Filistin eski planlama Bakanı Abdullah: "Ekonomimiz yüzde 25 büyüyebilir"

Her ne kadar bölgede barış görünmese de, uzmanlara göre Filistin ve İsrail arasında yaratılacak iş fırsatları, siyasi gerilimi yumuşatabilir. Oregon merkezli Mercy Corps isimli sivil toplum kuruluşu tarafından gerçekleştirilen bir araştırmaya göre Filistinli teknoloji şirketlerinin yüzde 32'si satış ve oursourcing alanlarında İsrailli firmalarla ortaklık içinde.  İsrail ve Filistinli iş adamları, özel sektörün gelişiminin, ekonomik büyüme ve barış açısından son derece kritik bir role sahip olduğunu düşünüyorlar.

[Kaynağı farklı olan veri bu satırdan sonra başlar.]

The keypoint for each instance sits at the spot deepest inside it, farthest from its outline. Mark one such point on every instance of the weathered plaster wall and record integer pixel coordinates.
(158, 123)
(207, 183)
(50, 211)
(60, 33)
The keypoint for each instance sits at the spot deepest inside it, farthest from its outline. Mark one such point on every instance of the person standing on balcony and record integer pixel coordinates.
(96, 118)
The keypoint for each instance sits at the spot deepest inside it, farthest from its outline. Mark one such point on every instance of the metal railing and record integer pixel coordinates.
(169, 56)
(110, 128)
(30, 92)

Filistin eski Planlama Bakanı, Rotary Kulübü ve Ekonomik Araştırma Enstitüsü Başkanı Samir Abdullah, "Kaynaklarımıza ulaşabildiğimiz ve işgal tarafından engellenmediğimiz sürece, ekonomimiz yılda yüzde 25 oranında büyüme gerçekleştirebilir. İşte o zaman yeni ekonomi kaplanı olabiliriz" diyecek kadar iddialı.

Cenin ve Nablus kalkınmada önemli rol üstleniyor

Beş sene öncesine kadar terör bölgesi olan Cenin ve Nablus, Filistin'de yaşanan ekonomik patlamada çok önemli rol oynayan iki şehir konumunda. Bu şehirlerdeki canlanmayı tetikleyen en önemli unsur ise Arap İsraillilerin yoğun bir şekilde bu şehirlere yönelip, gıdadan, ev eşyalarına kadar İsrail'e oranla çok daha ucuz olan her türlü ürünü satın almaları. Filistin'de fiyatların düşük olması ise, Filistin Yönetimi'nin tüketim ürünlerine çok düşük vergi uygulamasından kaynaklanıyor. 

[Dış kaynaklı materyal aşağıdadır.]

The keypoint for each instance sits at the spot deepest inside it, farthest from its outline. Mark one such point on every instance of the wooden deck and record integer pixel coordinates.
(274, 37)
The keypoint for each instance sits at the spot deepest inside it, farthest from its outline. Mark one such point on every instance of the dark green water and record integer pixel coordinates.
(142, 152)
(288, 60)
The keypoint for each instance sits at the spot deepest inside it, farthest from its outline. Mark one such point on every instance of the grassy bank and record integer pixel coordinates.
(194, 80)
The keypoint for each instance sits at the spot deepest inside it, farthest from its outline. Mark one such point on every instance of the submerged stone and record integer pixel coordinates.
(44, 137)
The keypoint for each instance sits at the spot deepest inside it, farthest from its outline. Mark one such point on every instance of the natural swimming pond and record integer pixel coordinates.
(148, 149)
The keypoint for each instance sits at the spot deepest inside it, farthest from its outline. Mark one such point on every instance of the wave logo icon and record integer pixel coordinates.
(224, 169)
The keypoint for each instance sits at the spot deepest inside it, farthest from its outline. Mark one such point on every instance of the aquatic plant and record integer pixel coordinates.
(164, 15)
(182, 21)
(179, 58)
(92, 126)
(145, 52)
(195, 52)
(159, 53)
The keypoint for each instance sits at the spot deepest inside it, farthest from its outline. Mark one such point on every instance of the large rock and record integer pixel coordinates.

Padico'dan enerji, konut, hurma yatırımları

Filistin'deki en önemli yatırımlar, güneyde, Batı Şeria'nın Jericho şehrinde gerçekleşiyor. Padico ve PalTel Group'un bu şehre yapmayı planladıkları 49 milyon dolarlık yatırım, temel altyapının yanı sıra, lüks konut, otel, su parkları gibi eğlence mekanlarını kapsıyor.

Padico aynı zamanda, birçok yerel ve bölgesel yatırımcı ile ortaklık kurarak, Filistin Enerji Üretim Şirketi'ni kurdu ve Batı Şeria'nın ilk enerji santralini inşa etti. Santral Batı Şeria sakinlerinin üçte birinin enerji ihtiyacı karşılayacak. İlk başta 200 MW'lık potansiyele sahip olacak santralin potansiyeli daha sonra 400 MW'a yükseltilecek. 

Şirketin bir diğer yatırım alanı hurma. Geçtiğimiz sene bünyesindeki NPAI (Nakheel Palestine for Agricultural Investment) ile hurma üretimine başlayan şirket, Filistin'deki en büyük hurma üretim alanına sahip. 1 milyon dolar sermaye ile işe başlayan şirket, önümüzdeki iki sene içinde sermayesini 11 milyon dolara yükseltmeyi amaçlıyor.

Padico için doğu Kudüs de stratejik bir öneme sahip. Şirket bu kutsal kente yatırım yaparak, Filistin'in başkenti olarak statüsünü geliştirmeyi hedefliyor. Padico şirketlerinden Jerusalem Tourism Investment Company, şehirde eski bir Arap otel markası olan Hotel St. George International'ı yeniden canlandırmaya çalışıyor. Masri'ye göre bu proje son derece anlamlı; çünkü Kudüs gerek dini gerekse tarihsel açıdan Filistinliler için çok önemli.  "Padico, zorlukları fırsata çevirmeyi her zaman bildi" yorumunu yapan Masri, "Hedeflerimiz sonsuz. Filistin halkına duyduğumuz güvenle, Filistin için çalışmaktan vazgeçmeyeceğiz" diyor.